LisaKS More than 1 year ago
I love Christina Dodd's books. I really do. Especially the Virtue Falls series - they take me to the edge of my seat and leave me hanging there because I can't put the book down! This is no exception. Without giving away any story spoilers, you need to read this book. Even if you have not read any of the previous Virtue Falls books (but you should) read this one. I needed a manicure after reading it.
mcg0 More than 1 year ago
I really enjoyed this book, but have to admit that it was the secondary story and romance featuring long-time Virtue Falls resident Kateri Kwinault that really had me hooked, rather than the primary character, Merida Falcon. Kateri has been featured in all of the Virtue Falls books so far, and it was very satisfying to get her story fleshed out even more. The primary story of Merida, a mute woman who has come to Virtue Falls after being widowed and discovering a man from her past was well-done, but was not as interesting to me as Kateri finding love at last. One thing that I found myself becoming a little annoyed with was the hunt for John Terrance, a criminal from a previous book -- the hunt just seemed to go on too long for my taste. But overall, a really great book, and I look forward to the next book in the Virtue Falls series!
TerriR More than 1 year ago
This is my fourth book I have reviewed authored by Christina Dodd and I have to say this is the one book I cannot put down! I have read the other books in the Virtue Falls series and love them as well. This book is full of intrigue and mystery. The characters are well crafted and have a story all their own. All the plots are intertwined very well and keep you captivated to turn the page to see how it will all end. I have to say it is a page turner. I especially like the character of Miranda Falcon. Was she betrayed by the man she loved or was she? You have to read the book to find out. Christina Dodd has outdone herself again! Now I can't wait for her next book!
MrsAgnew2014 More than 1 year ago
Christina Dodd did it again! I thought I knew who the culprit was going to be but I was completely wrong. This maybe the best story in the series yet! I love the story of Merida and that we got more of Kateri's story too. I will be recommending this book to all my family and friends. I can't wait to see what else Ms. Dodd has for us and Virtue Falls.

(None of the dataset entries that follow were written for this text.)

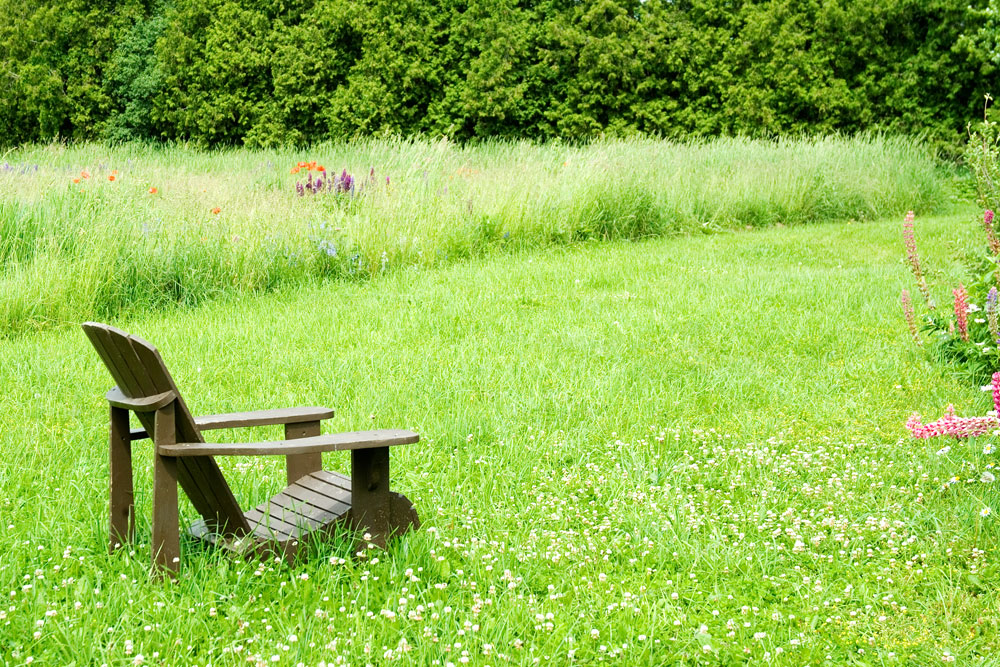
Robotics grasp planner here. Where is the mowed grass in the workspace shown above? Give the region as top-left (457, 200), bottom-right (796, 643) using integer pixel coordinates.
top-left (0, 212), bottom-right (1000, 665)
top-left (0, 136), bottom-right (948, 336)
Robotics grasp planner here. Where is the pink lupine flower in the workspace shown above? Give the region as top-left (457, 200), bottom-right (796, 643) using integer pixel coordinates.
top-left (951, 284), bottom-right (969, 343)
top-left (986, 287), bottom-right (1000, 347)
top-left (993, 371), bottom-right (1000, 415)
top-left (983, 209), bottom-right (1000, 255)
top-left (906, 371), bottom-right (1000, 438)
top-left (903, 211), bottom-right (934, 308)
top-left (906, 405), bottom-right (1000, 438)
top-left (899, 289), bottom-right (923, 346)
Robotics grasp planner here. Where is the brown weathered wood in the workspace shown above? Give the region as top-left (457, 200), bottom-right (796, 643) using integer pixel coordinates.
top-left (108, 406), bottom-right (135, 551)
top-left (83, 322), bottom-right (419, 574)
top-left (104, 387), bottom-right (177, 412)
top-left (285, 421), bottom-right (323, 485)
top-left (194, 406), bottom-right (333, 430)
top-left (351, 447), bottom-right (392, 547)
top-left (130, 407), bottom-right (334, 440)
top-left (152, 403), bottom-right (181, 573)
top-left (157, 430), bottom-right (420, 457)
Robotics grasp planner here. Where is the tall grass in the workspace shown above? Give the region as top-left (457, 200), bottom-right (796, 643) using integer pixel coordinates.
top-left (0, 135), bottom-right (945, 335)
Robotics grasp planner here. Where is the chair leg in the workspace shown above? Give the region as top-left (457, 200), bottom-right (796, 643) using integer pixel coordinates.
top-left (351, 447), bottom-right (392, 547)
top-left (153, 403), bottom-right (181, 578)
top-left (108, 406), bottom-right (135, 551)
top-left (285, 421), bottom-right (323, 486)
top-left (153, 454), bottom-right (181, 577)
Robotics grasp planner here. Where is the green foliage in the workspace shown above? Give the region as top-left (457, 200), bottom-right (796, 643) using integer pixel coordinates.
top-left (104, 9), bottom-right (167, 142)
top-left (0, 0), bottom-right (1000, 147)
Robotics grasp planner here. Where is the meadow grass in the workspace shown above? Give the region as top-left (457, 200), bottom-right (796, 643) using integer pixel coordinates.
top-left (0, 212), bottom-right (1000, 665)
top-left (0, 135), bottom-right (948, 335)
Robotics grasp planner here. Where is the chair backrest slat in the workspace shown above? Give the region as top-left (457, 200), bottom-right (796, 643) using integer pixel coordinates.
top-left (83, 322), bottom-right (250, 534)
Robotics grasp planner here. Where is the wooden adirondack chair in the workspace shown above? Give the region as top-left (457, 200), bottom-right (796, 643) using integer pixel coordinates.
top-left (83, 322), bottom-right (420, 572)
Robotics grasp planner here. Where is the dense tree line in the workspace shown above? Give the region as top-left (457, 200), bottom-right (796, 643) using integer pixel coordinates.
top-left (0, 0), bottom-right (1000, 151)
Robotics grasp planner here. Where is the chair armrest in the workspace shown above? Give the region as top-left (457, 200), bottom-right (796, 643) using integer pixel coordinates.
top-left (104, 387), bottom-right (177, 412)
top-left (194, 406), bottom-right (333, 431)
top-left (127, 408), bottom-right (333, 440)
top-left (156, 429), bottom-right (420, 457)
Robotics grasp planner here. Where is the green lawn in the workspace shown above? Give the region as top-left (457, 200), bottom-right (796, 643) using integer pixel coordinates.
top-left (0, 212), bottom-right (1000, 665)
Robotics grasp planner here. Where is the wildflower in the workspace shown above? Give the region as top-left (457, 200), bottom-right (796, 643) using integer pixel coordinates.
top-left (951, 284), bottom-right (969, 343)
top-left (990, 371), bottom-right (1000, 415)
top-left (903, 211), bottom-right (934, 308)
top-left (983, 209), bottom-right (1000, 255)
top-left (899, 289), bottom-right (923, 346)
top-left (906, 405), bottom-right (1000, 440)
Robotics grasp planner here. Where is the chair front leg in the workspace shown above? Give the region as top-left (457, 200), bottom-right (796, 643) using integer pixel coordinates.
top-left (285, 421), bottom-right (323, 486)
top-left (152, 403), bottom-right (181, 578)
top-left (351, 447), bottom-right (391, 547)
top-left (108, 405), bottom-right (135, 551)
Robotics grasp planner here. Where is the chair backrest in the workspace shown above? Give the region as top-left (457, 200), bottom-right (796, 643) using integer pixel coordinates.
top-left (83, 322), bottom-right (250, 535)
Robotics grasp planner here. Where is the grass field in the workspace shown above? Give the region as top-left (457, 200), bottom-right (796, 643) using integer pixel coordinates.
top-left (0, 206), bottom-right (1000, 665)
top-left (0, 136), bottom-right (948, 336)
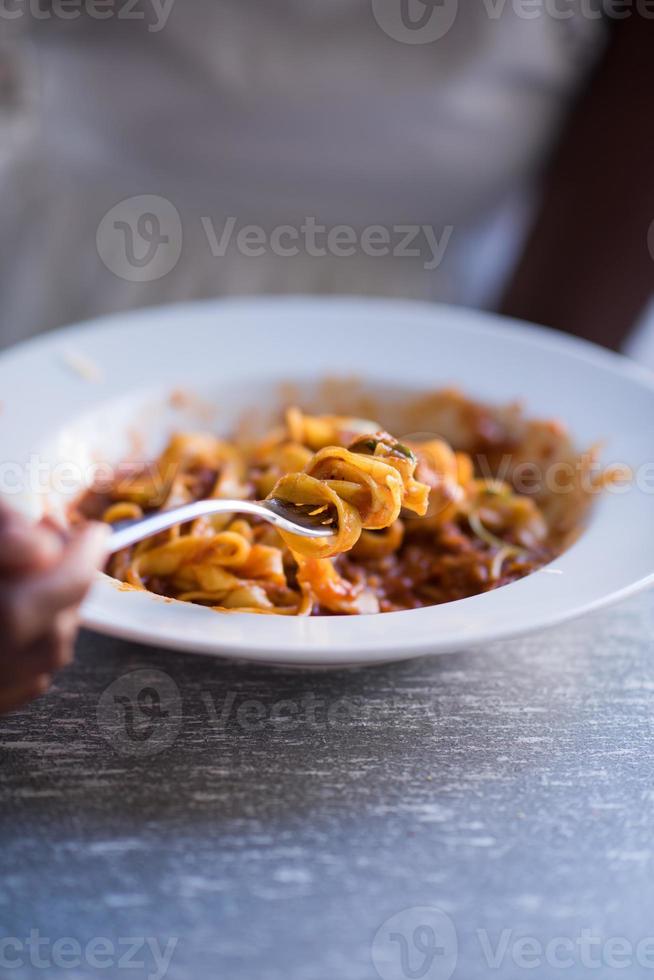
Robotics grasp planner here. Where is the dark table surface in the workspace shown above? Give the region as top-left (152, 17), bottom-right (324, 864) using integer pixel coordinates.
top-left (0, 593), bottom-right (654, 980)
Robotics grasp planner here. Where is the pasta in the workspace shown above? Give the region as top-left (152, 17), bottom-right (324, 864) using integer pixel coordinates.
top-left (75, 392), bottom-right (612, 616)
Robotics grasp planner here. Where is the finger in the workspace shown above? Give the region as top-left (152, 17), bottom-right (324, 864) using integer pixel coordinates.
top-left (0, 610), bottom-right (79, 688)
top-left (0, 674), bottom-right (52, 714)
top-left (0, 524), bottom-right (109, 649)
top-left (0, 504), bottom-right (64, 576)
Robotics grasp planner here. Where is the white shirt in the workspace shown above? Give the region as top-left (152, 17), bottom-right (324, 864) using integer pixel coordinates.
top-left (0, 0), bottom-right (604, 342)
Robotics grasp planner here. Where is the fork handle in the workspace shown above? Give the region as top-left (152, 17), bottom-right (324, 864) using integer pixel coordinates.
top-left (107, 500), bottom-right (270, 555)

JBA36 More than 1 year ago
This book does not disappoint! I have loved the town of Virtue Falls since the first book was written and this one was no different. I was hooked from the first chapter. It was intriguing and funny and suspenseful all at the same time. Virtue Falls is a small town with big problems. It was great to see the people come together to work at the problem and the love they have for their resident waitress. Kateri is great as sheriff and she has her own problems with love and trust. There was a lot going on in this book but it was great to see it all come together. I cannot wait for the next chapter in Virtue Falls!
Oregongirl More than 1 year ago
I didn't like the story at the beginning but pushed on because Christina always delivers. I am glad I persevered because I did not see the outcome that happened or the twist and turns,curves that Merry and Benedick go through. I am glad it came together when it did for me and made an exciting and enjoyable read from the middle till the anguishing end. I don't want to spoil it for anyone and if you have trouble with the beginning don't give up, worth it till the end.